Installation:
-
Checkout this repo.
-
Make sure you have ruby 2.3.1 installed. It's recommended that you use rbenv, but it may be quicker/easier to get running with rvm.
-
Run
bundle install
to install all gem dependencies. -
Run
npm install
to install javascript libraries. -
Edit the
local_dev_env
file and populate the variables with appropriate values. Then source it in your shell.source local_dev_env
-
Run
bundle exec rake db:migrate
to initialize the database. You'll also have run this again whenever you pull code that includes new migrations (if you forget, Rails will raise an exception when serving requests because there are unloaded migrations.) -
If there isn't a Solr instance you can use, you'll need to install Solr and add the solrplugins extensions to it. The following line should be added to the file
solr-x.x.x/server/contexts/solr-jetty-context.xml
inside the 'Configure' tag:<Set name="extraClasspath">/path/to/solrplugins-0.1-SNAPSHOT.jar</Set>
Add the solr core from the library-solr-schema repo. You can copy the core's directory into
solr-x.x.x/server/solr
Load some test marc data into Solr:
bundle exec rake solr:marc:index_test_data
This pulls 30 sample records from the Blacklight-Data repository.

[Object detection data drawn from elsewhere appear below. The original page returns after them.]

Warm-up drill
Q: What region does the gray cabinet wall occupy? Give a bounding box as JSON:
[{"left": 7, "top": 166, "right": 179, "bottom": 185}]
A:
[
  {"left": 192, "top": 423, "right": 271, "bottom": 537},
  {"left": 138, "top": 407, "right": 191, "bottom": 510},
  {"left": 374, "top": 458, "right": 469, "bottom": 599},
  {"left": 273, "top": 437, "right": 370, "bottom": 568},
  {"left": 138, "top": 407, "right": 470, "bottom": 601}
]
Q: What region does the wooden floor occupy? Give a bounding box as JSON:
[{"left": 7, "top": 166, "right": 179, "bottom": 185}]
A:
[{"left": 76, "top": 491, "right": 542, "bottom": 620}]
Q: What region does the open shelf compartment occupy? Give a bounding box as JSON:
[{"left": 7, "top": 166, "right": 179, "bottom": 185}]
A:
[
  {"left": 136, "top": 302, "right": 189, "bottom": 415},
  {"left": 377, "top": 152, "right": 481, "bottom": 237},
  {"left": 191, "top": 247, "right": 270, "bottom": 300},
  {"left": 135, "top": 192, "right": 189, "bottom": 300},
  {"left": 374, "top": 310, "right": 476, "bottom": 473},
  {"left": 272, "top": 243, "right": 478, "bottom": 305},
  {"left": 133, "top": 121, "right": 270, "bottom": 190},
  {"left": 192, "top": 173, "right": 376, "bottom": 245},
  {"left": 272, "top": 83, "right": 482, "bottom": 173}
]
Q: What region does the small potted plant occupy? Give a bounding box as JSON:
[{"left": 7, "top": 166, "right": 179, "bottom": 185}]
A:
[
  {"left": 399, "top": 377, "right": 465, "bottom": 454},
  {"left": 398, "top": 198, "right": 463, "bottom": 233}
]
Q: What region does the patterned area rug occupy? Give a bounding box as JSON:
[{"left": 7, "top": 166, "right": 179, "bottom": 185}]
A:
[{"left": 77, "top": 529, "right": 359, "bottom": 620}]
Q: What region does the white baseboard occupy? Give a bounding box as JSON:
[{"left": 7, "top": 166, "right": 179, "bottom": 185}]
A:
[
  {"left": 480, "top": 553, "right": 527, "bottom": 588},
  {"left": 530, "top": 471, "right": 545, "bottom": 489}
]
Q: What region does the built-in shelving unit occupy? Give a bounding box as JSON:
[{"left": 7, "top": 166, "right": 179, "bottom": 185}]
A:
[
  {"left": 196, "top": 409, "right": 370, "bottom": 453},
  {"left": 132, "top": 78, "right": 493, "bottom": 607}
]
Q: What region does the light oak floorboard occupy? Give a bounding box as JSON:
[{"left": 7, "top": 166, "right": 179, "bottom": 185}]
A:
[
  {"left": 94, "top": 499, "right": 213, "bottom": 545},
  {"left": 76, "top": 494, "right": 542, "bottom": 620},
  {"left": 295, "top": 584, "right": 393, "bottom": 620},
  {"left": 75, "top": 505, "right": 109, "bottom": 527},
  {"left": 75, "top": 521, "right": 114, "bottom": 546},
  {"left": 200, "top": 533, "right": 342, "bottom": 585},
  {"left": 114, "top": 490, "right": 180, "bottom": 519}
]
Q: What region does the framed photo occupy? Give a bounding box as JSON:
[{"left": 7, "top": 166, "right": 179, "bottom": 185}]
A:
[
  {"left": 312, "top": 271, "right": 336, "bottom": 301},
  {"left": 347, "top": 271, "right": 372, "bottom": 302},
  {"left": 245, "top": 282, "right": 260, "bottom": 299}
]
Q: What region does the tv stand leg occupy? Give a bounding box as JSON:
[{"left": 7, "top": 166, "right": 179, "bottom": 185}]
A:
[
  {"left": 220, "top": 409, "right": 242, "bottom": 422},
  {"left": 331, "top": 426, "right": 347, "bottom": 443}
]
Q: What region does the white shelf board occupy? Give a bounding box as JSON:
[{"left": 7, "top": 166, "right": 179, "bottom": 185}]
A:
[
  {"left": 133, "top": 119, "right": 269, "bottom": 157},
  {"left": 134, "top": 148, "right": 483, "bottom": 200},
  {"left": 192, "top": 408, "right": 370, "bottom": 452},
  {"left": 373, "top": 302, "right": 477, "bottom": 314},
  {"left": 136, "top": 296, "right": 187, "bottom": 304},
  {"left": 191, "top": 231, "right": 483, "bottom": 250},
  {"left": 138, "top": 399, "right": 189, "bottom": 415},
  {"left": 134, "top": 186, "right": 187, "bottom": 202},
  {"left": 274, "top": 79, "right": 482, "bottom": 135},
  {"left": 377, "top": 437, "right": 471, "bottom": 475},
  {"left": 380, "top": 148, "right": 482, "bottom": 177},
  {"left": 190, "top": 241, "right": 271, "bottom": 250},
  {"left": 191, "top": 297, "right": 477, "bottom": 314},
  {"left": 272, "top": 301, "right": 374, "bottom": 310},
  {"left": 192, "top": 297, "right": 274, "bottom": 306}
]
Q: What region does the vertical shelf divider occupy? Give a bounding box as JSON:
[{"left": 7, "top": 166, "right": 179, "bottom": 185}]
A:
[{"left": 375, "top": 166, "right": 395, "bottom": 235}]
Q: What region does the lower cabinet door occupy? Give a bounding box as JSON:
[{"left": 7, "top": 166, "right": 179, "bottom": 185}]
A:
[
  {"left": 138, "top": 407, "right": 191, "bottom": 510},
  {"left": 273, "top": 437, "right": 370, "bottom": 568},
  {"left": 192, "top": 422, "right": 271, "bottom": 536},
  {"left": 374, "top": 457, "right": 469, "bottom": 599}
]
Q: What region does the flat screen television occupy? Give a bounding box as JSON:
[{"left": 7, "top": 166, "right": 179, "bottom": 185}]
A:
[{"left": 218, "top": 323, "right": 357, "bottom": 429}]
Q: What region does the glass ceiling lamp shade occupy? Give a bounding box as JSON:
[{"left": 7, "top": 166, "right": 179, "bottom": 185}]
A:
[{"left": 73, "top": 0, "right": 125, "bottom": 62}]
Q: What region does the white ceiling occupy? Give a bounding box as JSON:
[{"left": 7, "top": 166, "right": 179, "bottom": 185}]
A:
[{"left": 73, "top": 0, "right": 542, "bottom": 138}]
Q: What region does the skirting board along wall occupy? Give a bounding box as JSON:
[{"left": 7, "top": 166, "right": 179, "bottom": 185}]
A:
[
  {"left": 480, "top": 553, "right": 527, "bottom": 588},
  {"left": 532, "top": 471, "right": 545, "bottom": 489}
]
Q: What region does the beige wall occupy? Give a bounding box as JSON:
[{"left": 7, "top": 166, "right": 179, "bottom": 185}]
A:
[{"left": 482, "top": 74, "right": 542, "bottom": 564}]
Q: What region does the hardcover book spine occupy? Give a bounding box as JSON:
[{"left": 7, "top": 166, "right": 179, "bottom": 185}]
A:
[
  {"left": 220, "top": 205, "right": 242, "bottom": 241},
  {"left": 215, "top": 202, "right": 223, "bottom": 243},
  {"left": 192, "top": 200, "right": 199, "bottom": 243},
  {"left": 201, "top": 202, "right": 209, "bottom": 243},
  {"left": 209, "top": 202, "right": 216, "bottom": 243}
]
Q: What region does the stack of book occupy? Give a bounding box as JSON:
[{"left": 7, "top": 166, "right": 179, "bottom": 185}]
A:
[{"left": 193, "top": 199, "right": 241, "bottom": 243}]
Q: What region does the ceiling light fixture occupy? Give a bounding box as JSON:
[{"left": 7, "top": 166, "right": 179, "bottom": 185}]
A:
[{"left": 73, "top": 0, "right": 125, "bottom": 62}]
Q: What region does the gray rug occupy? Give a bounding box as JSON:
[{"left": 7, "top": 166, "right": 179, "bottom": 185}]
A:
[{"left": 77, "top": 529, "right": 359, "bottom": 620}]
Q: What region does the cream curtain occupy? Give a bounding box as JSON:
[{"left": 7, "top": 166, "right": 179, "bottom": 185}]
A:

If the test data is successfully indexed, you should see output something like:
2016-03-03T12:29:40-05:00 INFO Traject::SolrJsonWriter writing to 'http://127.0.0.1:8983/solr/blacklight-core/update/json' in batches of 100 with 1 bg threads 2016-03-03T12:29:40-05:00 INFO Indexer with 1 processing threads, reader: Traject::MarcReader and writer: Traject::SolrJsonWriter 2016-03-03T12:29:41-05:00 INFO Traject::SolrJsonWriter sending commit to solr at url http://127.0.0.1:8983/solr/blacklight-core/update/json... 2016-03-03T12:29:41-05:00 INFO finished Indexer#process: 30 records in 0.471 seconds; 63.8 records/second overall.
-
Start the rails server:
bundle exec rails s
-
Open up localhost:3000 in a browser. If everything went well, you should see the generic Blacklight homepage and have 30 faceted records to search.
This repository also contains Traject code for indexing MARC records into Solr. It isn't separate because we want to consolidate the MARC parsing logic, as some of it is used to generate display values on-the-fly at page render time.
We handle two types of data exports from Alma: full exports and incremental updates via OAI.
The commands in this section can be run directly, or in an application
container. See the run_in_container.sh
wrapper script in the ansible
repository.
Transfer the *.tar.gz files created by the Alma publishing job to the directory where they will be preprocessed and indexed. Run these commands:
./preprocess.sh /var/solr_input_data/alma_prod_sandbox/20170412_full allTitles
./index_solr.sh /var/solr_input_data/alma_prod_sandbox/20170412_full/processed
This runs via a cron job, which fetches the updates available via OAI since the last time the job was run.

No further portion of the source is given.